Daher ist die „Bewahrung der Erinnerung!“ und die Einbeziehung der heutigen Generationen in die Fortsetzung der antifaschistischen Arbeit für die Mitgliedsverbände eine große Aufgabe. Es geht um die Weitergabe des politischen Vermächtnisses der Überlebenden, die Bewahrung der Gedenkorte und die geschichtspolitische Arbeit im Sinne von Antifaschismus und Völkerverständigung. Auf dem Kongress wird daher auch über den „Zug der Tausend“ im Mai 2020 und unseren Beitrag für dieses Gedenken gesprochen.

 

All diese Herausforderungen bestätigen die Notwendigkeit antifaschistischer und antirassistischer Arbeit auch in der Zukunft.

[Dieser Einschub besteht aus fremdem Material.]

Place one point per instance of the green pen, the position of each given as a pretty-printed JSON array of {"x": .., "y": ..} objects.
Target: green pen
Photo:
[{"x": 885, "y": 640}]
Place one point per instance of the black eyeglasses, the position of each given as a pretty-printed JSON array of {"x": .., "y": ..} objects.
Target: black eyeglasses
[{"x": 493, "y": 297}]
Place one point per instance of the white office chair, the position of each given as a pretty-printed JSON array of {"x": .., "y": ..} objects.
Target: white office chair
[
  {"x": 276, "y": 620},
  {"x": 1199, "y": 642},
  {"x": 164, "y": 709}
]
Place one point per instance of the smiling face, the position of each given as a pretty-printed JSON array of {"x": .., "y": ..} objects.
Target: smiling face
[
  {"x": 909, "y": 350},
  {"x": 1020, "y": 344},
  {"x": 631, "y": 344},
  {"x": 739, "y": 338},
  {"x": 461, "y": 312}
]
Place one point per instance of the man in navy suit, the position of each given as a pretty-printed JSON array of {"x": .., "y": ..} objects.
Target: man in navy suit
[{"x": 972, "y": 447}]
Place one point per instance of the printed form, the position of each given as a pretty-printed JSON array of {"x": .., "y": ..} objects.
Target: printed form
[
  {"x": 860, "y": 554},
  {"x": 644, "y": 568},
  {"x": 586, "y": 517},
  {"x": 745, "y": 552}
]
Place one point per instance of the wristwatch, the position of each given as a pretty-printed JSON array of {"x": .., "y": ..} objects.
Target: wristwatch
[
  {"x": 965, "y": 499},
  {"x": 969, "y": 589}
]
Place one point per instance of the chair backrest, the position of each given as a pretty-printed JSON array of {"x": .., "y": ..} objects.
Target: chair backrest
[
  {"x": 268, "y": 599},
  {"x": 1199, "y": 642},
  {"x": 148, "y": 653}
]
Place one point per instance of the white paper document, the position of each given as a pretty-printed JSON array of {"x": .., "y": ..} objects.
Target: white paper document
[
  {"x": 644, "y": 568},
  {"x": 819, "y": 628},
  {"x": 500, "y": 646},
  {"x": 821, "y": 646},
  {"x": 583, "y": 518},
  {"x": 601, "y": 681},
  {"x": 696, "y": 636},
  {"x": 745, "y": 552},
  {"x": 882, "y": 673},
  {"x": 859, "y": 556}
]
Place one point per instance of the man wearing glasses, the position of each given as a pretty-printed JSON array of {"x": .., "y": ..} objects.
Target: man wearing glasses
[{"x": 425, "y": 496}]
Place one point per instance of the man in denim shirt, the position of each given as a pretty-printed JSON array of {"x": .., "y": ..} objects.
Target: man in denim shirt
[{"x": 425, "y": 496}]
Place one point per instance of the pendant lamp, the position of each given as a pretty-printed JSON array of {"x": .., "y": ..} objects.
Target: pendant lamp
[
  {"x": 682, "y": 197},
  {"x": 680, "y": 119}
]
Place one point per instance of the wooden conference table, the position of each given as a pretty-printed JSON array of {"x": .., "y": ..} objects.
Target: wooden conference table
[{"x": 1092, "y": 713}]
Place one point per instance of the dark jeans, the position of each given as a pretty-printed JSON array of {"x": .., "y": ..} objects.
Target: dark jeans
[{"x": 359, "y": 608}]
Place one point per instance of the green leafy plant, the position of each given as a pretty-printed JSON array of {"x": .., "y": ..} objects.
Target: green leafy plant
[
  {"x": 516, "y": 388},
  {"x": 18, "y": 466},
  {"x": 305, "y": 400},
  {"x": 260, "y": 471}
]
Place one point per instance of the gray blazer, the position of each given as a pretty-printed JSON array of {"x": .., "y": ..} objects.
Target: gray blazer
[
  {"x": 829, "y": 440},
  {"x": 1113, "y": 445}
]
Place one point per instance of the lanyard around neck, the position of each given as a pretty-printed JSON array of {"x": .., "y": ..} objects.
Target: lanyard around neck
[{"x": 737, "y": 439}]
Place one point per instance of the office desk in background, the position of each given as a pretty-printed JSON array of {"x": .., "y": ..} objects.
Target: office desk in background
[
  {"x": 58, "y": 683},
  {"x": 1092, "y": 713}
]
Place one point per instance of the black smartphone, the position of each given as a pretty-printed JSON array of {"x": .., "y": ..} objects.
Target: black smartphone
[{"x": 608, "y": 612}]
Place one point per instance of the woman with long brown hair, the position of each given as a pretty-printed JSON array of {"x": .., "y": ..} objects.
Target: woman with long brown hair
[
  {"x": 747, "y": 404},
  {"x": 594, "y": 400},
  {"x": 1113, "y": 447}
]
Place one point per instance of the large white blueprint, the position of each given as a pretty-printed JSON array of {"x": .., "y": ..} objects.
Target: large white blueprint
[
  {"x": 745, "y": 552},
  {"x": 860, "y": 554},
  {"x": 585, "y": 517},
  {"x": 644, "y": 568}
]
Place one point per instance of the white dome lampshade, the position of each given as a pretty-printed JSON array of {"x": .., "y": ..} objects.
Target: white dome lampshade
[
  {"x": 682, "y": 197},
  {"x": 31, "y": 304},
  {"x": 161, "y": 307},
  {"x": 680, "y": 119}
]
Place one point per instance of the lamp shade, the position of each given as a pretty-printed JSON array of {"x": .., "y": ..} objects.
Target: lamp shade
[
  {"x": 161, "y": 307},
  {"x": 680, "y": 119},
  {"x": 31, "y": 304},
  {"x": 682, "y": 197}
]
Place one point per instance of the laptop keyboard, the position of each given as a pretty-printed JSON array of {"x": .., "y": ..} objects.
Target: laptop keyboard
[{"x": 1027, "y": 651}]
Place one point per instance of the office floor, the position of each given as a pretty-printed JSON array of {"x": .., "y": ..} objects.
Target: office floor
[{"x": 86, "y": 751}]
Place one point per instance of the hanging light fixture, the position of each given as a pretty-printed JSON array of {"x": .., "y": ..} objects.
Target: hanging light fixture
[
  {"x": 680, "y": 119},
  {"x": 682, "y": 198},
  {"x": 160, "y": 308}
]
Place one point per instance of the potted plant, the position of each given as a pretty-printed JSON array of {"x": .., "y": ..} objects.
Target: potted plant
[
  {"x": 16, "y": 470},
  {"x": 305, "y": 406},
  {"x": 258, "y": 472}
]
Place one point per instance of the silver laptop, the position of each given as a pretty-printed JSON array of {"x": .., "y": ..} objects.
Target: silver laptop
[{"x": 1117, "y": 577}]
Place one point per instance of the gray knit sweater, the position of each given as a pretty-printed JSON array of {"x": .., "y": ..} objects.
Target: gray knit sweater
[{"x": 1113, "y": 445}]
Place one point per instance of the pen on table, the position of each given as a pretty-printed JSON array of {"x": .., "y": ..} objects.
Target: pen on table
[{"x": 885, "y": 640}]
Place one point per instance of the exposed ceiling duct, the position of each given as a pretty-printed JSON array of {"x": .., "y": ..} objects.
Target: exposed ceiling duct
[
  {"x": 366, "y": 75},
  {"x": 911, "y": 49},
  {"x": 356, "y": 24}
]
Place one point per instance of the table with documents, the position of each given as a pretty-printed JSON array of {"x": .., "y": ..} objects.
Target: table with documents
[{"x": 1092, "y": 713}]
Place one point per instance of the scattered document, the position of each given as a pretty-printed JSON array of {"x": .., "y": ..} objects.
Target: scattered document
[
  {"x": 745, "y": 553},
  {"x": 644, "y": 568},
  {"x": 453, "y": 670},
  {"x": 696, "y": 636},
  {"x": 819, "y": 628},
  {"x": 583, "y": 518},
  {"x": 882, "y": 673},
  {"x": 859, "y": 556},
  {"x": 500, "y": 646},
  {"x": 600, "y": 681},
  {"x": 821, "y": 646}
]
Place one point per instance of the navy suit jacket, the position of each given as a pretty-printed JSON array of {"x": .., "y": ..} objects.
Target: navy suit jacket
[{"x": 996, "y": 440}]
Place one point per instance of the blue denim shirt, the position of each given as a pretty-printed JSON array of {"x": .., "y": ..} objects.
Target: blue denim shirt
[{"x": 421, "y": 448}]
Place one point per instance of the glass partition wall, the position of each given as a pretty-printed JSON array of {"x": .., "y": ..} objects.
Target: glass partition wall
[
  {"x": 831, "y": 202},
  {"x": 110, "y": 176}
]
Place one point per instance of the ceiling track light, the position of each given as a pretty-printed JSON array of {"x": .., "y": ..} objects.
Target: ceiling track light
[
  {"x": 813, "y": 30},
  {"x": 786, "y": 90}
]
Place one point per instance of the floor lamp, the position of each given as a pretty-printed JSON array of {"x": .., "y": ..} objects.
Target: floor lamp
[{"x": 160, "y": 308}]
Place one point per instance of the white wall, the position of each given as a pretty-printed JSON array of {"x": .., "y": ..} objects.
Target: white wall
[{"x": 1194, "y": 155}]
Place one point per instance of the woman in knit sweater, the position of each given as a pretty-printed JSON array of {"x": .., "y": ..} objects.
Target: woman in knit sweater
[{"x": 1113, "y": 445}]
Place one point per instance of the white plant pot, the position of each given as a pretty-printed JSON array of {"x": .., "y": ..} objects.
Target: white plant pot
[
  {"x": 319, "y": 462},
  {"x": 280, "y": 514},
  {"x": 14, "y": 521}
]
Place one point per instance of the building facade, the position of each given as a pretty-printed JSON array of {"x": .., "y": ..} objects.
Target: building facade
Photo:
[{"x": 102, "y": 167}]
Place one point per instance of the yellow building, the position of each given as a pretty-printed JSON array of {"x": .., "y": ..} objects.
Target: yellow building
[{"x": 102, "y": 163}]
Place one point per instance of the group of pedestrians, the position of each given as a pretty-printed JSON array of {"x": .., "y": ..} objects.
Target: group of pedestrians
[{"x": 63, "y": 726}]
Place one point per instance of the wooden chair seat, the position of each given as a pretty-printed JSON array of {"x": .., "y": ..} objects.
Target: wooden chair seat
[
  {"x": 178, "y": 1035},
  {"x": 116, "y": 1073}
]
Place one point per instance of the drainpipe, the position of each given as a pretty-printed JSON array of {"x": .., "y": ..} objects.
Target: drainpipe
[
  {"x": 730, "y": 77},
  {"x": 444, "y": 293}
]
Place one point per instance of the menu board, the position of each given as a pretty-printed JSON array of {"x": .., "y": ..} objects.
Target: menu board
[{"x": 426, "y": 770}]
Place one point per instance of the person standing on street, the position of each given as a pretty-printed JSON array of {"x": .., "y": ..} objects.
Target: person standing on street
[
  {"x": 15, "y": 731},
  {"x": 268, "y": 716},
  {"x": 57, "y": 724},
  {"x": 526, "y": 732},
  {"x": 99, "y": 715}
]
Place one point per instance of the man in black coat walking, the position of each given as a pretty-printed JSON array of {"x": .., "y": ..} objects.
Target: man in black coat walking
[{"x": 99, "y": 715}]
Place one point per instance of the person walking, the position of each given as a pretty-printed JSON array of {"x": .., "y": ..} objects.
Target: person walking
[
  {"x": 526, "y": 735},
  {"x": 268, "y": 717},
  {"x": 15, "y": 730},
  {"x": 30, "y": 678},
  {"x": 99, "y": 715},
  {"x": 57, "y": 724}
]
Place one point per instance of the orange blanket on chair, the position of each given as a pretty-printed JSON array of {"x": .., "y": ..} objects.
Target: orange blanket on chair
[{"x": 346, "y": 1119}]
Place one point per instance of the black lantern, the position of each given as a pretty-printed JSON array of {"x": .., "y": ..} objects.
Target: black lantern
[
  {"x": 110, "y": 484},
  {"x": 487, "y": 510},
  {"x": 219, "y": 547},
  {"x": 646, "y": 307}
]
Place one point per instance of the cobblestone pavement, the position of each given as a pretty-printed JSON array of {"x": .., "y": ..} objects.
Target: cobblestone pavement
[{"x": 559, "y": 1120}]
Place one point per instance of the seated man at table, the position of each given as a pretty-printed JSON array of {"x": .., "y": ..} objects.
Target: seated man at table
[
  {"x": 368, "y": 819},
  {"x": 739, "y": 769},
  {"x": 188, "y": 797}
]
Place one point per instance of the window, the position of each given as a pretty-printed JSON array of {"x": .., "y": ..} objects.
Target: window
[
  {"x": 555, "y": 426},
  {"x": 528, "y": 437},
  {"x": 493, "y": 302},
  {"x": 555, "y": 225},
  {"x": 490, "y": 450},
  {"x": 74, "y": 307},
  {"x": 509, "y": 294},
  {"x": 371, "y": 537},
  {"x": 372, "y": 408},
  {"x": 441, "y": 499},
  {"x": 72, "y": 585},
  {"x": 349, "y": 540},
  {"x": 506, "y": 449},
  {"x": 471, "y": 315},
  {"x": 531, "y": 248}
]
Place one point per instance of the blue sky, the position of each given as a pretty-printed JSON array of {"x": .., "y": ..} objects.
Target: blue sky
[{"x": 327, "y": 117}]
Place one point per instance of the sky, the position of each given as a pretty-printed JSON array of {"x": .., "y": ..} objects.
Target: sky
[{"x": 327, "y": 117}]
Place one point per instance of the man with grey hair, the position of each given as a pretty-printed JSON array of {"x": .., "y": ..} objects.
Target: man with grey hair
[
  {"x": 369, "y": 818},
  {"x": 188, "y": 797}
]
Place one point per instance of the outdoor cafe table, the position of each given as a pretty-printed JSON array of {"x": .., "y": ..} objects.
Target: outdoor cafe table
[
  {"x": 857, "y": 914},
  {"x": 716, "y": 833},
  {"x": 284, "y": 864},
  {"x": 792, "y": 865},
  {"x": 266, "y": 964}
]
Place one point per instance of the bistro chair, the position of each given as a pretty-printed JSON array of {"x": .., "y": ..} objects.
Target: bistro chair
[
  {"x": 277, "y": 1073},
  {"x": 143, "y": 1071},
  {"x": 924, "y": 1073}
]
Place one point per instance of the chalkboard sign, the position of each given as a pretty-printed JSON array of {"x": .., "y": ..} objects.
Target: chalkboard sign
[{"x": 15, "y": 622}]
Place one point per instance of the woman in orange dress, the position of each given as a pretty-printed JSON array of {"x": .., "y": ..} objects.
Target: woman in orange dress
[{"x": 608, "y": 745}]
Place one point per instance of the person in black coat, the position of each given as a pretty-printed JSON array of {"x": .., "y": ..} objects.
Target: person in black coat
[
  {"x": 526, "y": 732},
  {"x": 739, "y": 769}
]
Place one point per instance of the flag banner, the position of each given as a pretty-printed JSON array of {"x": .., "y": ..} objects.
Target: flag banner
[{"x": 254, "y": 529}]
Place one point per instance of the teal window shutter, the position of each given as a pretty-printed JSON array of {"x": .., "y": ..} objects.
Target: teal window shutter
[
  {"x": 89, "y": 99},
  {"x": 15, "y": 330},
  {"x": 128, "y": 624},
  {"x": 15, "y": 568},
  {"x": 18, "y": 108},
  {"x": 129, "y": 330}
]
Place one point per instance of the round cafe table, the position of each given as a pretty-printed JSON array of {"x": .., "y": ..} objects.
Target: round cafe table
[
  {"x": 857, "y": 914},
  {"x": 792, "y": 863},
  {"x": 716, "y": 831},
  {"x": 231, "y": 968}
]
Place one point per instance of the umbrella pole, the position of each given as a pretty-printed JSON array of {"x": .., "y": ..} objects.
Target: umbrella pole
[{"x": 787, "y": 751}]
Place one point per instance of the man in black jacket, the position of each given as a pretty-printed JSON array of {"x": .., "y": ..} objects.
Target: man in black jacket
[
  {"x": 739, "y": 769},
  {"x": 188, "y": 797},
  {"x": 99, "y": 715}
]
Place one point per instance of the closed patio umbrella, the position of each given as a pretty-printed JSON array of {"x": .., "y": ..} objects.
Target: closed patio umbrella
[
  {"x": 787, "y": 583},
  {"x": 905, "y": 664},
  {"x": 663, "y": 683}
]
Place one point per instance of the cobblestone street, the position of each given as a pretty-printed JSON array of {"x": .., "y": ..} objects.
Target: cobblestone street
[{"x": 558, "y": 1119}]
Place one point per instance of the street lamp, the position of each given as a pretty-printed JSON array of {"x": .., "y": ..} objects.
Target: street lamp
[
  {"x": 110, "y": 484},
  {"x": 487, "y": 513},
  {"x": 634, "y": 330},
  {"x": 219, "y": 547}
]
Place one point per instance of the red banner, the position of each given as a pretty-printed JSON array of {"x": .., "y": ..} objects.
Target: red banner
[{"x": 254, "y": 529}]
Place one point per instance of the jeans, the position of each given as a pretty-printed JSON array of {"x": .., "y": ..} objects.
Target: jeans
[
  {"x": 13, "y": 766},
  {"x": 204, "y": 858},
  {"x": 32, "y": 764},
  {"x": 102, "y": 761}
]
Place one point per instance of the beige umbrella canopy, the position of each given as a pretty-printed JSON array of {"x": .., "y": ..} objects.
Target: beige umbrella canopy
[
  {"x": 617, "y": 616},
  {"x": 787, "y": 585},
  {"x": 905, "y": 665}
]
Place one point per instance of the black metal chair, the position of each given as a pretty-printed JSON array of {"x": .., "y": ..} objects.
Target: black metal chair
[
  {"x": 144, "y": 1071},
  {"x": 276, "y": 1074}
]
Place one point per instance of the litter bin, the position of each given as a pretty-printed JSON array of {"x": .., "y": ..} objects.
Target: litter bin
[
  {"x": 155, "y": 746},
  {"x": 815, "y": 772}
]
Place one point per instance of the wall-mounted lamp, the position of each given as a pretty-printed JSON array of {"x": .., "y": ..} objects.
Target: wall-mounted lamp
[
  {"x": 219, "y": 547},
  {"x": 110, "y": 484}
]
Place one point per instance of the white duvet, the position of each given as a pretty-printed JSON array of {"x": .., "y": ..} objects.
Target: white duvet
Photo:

Dafür sind kraftvolle und handlungsfähige Organisation in den jeweiligen Ländern und eine internationale Dachorganisation wie die FIR unverzichtbar. Auf dem Kongress werden Mitgliedsverbände Beispiele ihrer erfolgreichen Arbeit präsentieren, so dass damit auch ein Erfahrungsaustausch möglich wird. Gemeinsam werden die FIR Verbände darüber nachdenken, wie außerdem antifaschistische und antirassistische Kräfte in Netzwerken gebündelt werden können.

Gäste sind auf diesem Kongress willkommen. Sie müssen sich aber über die Mitgliedsverbände bzw. direkt beim Büro der FIR anmelden und für ihre Reisekosten und Unterkunft selber aufkommen. Das FIR-Büro ist bei der Reservierung der Unterkunft gerne behilflich.